There can be little doubt that the present church occupies the site of the old and original building of Canna, although there is, in the middle of the parish, a field called Parc y Fonwent, or the churchyard field, where, according to local tradition, the church was to have been originally built, but the stones brought to the spot during the day, were removed by invisible hands to the spot where the present church now stands, accompanied by a voice clearly pronouncing this sentence: "Llangan, dyma'r fan," or, "Llangan, here is the spot." Such miraculous removals of stones are reported and believed in many other parts of Wales; and in the present instance the story seems to have arisen from the circumstance of the field in question having been formerly church property.
More (on the inscription) here in Archaeologia Cambrensis (1875) and here.

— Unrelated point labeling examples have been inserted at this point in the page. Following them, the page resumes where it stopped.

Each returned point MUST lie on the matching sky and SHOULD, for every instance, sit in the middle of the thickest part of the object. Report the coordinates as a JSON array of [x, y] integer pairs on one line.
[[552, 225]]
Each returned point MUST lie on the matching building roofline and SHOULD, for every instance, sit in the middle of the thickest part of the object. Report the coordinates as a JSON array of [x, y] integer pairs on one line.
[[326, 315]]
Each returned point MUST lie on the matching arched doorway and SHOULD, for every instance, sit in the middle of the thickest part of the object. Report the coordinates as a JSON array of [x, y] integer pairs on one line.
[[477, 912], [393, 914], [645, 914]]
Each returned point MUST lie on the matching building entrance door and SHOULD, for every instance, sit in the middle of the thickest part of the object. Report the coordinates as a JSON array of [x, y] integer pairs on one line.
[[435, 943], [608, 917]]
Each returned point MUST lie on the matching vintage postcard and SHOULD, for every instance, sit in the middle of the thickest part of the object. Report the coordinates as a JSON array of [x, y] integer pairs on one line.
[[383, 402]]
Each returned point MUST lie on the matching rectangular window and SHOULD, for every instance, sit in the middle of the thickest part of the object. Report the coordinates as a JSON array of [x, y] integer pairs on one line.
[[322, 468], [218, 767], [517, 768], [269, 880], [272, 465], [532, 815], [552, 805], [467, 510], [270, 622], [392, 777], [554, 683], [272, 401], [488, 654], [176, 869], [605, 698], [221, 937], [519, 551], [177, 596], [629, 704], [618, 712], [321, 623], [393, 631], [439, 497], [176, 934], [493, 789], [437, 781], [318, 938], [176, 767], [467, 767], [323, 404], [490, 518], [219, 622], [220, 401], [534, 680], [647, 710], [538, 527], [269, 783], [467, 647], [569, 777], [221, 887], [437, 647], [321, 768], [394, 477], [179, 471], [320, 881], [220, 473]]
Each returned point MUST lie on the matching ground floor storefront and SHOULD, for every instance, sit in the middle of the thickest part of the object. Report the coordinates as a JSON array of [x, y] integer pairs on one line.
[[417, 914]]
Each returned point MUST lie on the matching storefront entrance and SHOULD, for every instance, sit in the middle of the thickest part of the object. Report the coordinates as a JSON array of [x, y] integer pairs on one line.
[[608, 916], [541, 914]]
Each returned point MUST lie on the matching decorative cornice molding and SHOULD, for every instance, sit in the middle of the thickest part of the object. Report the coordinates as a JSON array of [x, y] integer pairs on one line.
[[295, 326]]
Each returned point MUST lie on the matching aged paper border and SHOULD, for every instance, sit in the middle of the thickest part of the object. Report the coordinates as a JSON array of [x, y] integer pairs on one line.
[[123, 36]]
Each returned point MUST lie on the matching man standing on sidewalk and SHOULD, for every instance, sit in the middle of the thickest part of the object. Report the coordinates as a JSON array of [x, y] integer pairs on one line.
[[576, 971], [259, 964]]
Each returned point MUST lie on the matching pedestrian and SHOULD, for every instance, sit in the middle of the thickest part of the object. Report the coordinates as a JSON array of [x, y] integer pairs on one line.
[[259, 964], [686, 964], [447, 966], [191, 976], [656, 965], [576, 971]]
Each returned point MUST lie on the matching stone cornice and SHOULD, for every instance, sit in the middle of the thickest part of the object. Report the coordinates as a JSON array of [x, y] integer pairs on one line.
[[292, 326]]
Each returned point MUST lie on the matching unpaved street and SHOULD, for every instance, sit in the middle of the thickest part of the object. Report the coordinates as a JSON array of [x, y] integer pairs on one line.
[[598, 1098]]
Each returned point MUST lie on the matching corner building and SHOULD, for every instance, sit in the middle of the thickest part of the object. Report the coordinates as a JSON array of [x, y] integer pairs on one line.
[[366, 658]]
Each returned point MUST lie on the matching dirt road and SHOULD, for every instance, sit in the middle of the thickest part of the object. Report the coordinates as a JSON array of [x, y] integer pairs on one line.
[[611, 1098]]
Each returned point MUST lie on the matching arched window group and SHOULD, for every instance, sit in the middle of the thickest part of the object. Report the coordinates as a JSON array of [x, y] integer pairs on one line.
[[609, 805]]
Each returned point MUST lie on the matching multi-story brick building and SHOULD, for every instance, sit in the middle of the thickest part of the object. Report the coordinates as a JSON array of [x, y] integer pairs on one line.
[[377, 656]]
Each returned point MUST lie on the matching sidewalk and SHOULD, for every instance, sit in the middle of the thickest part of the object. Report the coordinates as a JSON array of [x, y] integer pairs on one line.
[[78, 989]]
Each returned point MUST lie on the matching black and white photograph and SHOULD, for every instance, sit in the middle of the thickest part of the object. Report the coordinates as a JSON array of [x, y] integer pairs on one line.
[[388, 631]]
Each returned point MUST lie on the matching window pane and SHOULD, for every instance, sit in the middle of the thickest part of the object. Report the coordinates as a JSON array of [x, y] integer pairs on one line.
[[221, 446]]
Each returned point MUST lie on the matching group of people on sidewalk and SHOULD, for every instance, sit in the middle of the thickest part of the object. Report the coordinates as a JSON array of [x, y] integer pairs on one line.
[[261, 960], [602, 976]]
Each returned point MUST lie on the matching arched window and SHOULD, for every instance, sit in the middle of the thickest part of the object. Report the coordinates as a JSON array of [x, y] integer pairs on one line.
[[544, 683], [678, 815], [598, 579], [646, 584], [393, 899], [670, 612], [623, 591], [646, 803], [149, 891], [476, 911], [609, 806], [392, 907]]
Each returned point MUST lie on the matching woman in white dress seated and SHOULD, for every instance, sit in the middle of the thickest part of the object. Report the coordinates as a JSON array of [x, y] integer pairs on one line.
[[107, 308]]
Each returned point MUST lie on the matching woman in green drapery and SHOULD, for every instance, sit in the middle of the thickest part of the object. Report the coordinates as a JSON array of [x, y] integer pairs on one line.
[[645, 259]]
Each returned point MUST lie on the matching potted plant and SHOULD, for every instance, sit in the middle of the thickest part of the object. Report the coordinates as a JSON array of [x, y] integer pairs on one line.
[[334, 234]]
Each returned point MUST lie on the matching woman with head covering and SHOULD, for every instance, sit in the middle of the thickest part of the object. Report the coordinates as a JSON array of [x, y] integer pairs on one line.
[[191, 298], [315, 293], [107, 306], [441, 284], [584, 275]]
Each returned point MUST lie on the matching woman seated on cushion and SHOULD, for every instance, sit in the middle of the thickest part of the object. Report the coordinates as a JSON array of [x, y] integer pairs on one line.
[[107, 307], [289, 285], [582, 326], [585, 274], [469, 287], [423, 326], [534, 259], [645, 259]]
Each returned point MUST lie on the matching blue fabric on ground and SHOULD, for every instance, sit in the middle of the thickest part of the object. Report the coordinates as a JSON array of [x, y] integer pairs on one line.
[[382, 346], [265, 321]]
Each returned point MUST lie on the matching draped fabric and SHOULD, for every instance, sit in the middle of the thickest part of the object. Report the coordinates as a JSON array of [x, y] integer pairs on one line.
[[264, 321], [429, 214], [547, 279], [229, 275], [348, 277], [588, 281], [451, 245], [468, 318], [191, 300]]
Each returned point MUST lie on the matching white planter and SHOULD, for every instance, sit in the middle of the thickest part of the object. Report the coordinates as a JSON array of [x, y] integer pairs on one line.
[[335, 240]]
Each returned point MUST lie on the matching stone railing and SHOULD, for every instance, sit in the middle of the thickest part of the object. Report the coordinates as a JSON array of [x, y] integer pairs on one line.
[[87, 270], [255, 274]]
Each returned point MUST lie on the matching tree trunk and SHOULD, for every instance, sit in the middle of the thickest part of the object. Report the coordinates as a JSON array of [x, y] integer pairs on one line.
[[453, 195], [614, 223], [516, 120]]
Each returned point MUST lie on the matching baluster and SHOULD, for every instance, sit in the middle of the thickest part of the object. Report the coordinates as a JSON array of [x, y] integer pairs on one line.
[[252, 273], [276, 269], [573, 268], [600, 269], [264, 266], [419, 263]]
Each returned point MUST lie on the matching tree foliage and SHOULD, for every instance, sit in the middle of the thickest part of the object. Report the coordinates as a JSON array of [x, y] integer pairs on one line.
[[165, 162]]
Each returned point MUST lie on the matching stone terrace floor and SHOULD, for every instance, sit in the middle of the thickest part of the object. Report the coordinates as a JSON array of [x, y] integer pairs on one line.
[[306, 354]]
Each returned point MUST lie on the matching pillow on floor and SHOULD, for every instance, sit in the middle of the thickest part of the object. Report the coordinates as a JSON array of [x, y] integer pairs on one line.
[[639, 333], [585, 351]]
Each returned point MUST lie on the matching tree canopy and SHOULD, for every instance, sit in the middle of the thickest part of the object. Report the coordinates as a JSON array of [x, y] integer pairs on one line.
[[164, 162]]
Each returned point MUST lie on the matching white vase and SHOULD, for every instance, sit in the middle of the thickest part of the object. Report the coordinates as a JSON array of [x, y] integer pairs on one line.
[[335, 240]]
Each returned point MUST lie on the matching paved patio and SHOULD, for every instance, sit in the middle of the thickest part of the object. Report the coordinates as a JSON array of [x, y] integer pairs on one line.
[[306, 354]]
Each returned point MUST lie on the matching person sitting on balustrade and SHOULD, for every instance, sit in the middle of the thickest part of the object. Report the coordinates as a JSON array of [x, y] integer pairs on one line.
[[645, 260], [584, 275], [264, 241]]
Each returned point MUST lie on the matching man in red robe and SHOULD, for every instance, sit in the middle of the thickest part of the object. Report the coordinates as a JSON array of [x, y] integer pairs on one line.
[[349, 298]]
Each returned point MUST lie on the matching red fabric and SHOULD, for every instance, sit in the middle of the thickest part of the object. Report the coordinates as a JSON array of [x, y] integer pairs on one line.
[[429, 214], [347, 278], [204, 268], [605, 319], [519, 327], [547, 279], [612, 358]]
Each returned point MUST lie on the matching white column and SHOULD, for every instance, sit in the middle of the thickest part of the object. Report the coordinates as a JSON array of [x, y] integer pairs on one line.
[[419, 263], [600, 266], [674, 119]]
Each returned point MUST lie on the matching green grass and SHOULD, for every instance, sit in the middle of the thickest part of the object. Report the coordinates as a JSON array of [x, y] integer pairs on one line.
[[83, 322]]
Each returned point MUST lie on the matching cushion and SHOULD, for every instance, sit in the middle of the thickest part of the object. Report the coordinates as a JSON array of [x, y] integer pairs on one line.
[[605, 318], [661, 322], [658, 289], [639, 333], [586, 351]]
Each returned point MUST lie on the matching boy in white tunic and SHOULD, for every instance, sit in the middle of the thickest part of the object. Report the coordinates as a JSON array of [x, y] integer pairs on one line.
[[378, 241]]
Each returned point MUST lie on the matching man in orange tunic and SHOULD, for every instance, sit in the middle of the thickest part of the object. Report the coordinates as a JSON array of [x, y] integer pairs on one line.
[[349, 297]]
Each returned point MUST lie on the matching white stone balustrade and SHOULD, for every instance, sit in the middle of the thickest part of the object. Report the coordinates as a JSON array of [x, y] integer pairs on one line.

Coflein puts the stone at SN17701874 and says before 1925 it used to be here SN17751875. But how big is it? You'd think it was too big to move. And (my ultimate excuse for including this stone) surely it was around here near the spring and the special insisted-upon spot before the church turned up. (Perhaps it's smaller than I hope, as the RCAHMW puts it at 28 by 26 inches).

I can't find a photo (and I think Ocifant's tried to find the place in person without luck?) but the drawing in 'Lives of the British Saints' shows the slightly ambiguous lettering and the hollow "produced by the multitude and frequency of the devotees".
Rhiannon Posted by Rhiannon
13th April 2012ce
Edited 25th May 2015ce

Comments (5)

Hi Rhiannon, the following in my Welsh Book of Saints written by Breverton published 2000) more or less confirms the history, he says*..." In Llangan is a stone shaped like a seat called St. Canna's Chair, with Canna inscribed on it. It is near Ffynnon Ganna, which cured the ague and stomach illness. the patient had to throw pins into the well, then drink its water or bathe in it, then sit in the chair. If he fell asleep in the chair a cure was more certain. The treatment had to be kept up for fourteen days the treatment was more certain. The well disappeared around 1840, but the unique megalith is still there"
She is a 6th century saint, twice married, and is the mother of St.Crallo
Llangan church in Glamorgan.

*Though if you are a sceptic we all repeat what we have read and not seen and that is how myths come into being I suppose....
moss Posted by moss
14th April 2012ce
It's always 'chinese whispers' with these tales is it not!

I noticed that in the Archaeologia Cambrensis article they mention the information all comes from the local schoolteacher and writer/poet, Benjamin Williams, who called himself 'Gwynionydd' and he won a prize at an eisteddfod for an essay about Cardiganshire traditions
http://wbo.llgc.org.uk/en/s-WILL-BEN-1821.html
So either you could say he'd be interested in finding out about such things, or else (like Baring-Gould) he'd be in a good position for a bit of romantic elaboration :)


Rhiannon Posted by Rhiannon
14th April 2012ce
I visited this site recently. St Canna's church is easy enough to find, but what I first took to be the stone, turned out to be a tyre. On asking at the farm across from the church, I found the stone in the corner of the field to the left of the church as you approach it. It doesn't look much like a chair but you can clearly see 'CAN...' and some other markings etched into it. Posted by aledcaled
19th September 2013ce
Well how interesting to see your photo! You'd have to have more imagination than seeing a tyre as a stone, to imagine that into a chair. It really is rather mystifyingly unchairlike isn't it. And as for falling asleep in it (whilst having ague and a stomach upset), that seems pretty unlikely also. But nevertheless I think it's rather cool. And thank you for sharing the photo. I think it's the first of it on the internet! or at least I can't see another. Rhiannon Posted by Rhiannon
19th September 2013ce
Looks like it has been broken since the days of the old drawing.
St. Kevin over here had a chair http://www.themodernantiquarian.com/site/12033/st_kevins_bed_hollywood.html the 2nd shot in. Don't know if it's got any folklore or cure attached, though standing up from it you do get over 'cold arse' syndrome fairly quickly.